New issue
Advanced search Search tips
Note: Color blocks (like or ) mean that a user may not be available. Tooltip shows the reason.

Issue 762283 link

Starred by 1 user

Issue metadata

Status: Fixed
Owner:
Last visit > 30 days ago
Closed: Jan 2018
Cc:
Components:
EstimatedDays: ----
NextAction: ----
OS: Chrome
Pri: 3
Type: Bug



Sign in to add a comment

dev-libs/nss build problems on sdk builder

Project Member Reported by bmgordon@chromium.org, Sep 5 2017

Issue description

dev-libs/nss-3.30.2-r1 has to be built twice on the chromiumos-sdk builders.  The second build consistently succeeds, but wastes around 1-2 min out of 33 in the InitSDK stage.

Example output:
http://uberchromegw/i/chromiumos/builders/chromiumos-sdk/builds/8121/steps/InitSDK/logs/stdio

Probably needs a dependency corrected.
 

Comment 1 by vapier@chromium.org, Oct 31 2017

Cc: vapier@chromium.org
Labels: Build-Toolchain
might be related to a parallel build issue, or maybe mixing of toolchains.  focusing on just certhtml.c.

the compile line is here:
x86_64-pc-linux-gnu-clang -o Linux2.6_x86_64_clang-5.0_glibc_PTH_64_OPT.OBJ/certhtml.o -c ...
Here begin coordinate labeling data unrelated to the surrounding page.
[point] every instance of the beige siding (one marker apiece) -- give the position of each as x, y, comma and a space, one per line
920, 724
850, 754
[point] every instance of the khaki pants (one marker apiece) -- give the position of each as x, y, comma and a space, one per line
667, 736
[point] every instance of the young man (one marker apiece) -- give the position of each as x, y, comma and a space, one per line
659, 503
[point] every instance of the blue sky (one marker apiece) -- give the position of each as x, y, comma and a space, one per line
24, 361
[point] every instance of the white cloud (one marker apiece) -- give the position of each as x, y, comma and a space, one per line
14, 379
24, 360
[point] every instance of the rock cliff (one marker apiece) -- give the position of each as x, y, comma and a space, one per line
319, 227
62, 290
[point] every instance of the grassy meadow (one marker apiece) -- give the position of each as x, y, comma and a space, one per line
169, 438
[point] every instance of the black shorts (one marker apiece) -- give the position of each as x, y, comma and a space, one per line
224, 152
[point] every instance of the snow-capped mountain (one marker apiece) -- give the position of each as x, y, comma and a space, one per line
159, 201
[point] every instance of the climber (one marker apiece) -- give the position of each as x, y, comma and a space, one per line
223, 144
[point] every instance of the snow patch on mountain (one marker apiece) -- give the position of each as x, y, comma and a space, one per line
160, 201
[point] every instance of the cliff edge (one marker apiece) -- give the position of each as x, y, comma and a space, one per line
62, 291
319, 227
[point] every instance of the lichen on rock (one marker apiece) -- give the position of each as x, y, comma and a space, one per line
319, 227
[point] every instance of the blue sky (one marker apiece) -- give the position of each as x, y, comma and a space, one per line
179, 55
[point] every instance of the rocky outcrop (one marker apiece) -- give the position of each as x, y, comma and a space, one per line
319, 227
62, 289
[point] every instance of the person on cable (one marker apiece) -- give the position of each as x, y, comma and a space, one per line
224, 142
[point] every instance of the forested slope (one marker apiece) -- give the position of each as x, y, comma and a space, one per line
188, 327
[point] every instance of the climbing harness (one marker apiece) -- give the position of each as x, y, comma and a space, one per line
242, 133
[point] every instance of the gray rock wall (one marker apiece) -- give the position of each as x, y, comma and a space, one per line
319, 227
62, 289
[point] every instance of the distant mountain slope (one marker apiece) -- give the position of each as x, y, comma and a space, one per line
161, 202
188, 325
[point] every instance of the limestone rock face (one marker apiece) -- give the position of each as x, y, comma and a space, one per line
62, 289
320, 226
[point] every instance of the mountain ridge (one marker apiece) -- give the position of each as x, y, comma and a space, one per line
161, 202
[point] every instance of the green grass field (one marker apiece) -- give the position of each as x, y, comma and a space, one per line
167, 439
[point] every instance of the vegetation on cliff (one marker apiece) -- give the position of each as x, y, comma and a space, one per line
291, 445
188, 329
the static lib line is here:
x86_64-pc-linux-gnu-ar rc ... Linux2.6_x86_64_clang-5.0_glibc_PTH_64_OPT.OBJ/certhtml.o ...

the shared lib line is here:
x86_64-pc-linux-gnu-clang -shared ... ../certhigh/Linux3.13_x86_gcc.real_glibc_PTH_DBG.OBJ/certhtml.o ...
clang-5.0: error: no such file or directory: '../certhigh/Linux3.13_x86_gcc.real_glibc_PTH_DBG.OBJ/certhtml.o'

notice how the object dir in the first lines have "clang-5.0" but the last one has "gcc.real".  something has gone wrong in there.
nss.log
370 KB View Download
I ran into a similar problem recently in bisecting nss. nss uses compiler name in the object files (why?).

Now this particular build fail means compiler was changed from gcc to clang while nss was being built and it somehow detected this and messed up things. 
I've been poking at this a bit.  The problem doesn't seem to be a bad dependency after all.  It seems to be that sys-apps/sandbox gets upgraded from 2.6 to 2.11 while dev-libs/nss is being compiled.  I've tried a couple of different ways of making sure sandbox isn't built at the same time as nss, and they all fix the problem.

Since the sandbox is fairly fundamental to portage, it seems like it might be a good idea to make sure it gets upgraded separately from the rest of the build.  Any ideas on how to do that?  I was considering having make_chroot emerge it upfront like a few of the other tools.

Comment 4 by vapier@chromium.org, Nov 23 2017

the way sandbox is implemented, upgrading it while in use shouldn't be a problem.  its "API" are env vars and so should hand of seamlessly.  once the library is loaded into memory, it should be stable.

how are you testing things ?  just launching sdk bots ?  or some set of local emerges ?

if you run locally `sudo emerge --jobs 32 sandbox nss` over and over locally, it fails constantly ?
Re-emerging 2.11 repeatedly doesn't seem to cause any problems, but going from 2.6 (from the stage3) to 2.11 consistently breaks it.  I've reproduced it on a local build with --bootstrap as well as a bunch of chromiumos-sdk tryjobs.  This also consistently reproduces in a fully-setup chroot:

1. extract /usr/bin/sandbox and /usr/lib64/libsandbox.so from the bootstrap tarball into the chroot (since we don't have a 2.6 package to downgrade to).
2. sudo emerge --jobs 32 sandbox dev-libs/nss (fails with the same errors from the buildbots).
3. sudo emerge --jobs 32 sandbox dev-libs/nss (succeeds because sandbox just reinstalls 2.11).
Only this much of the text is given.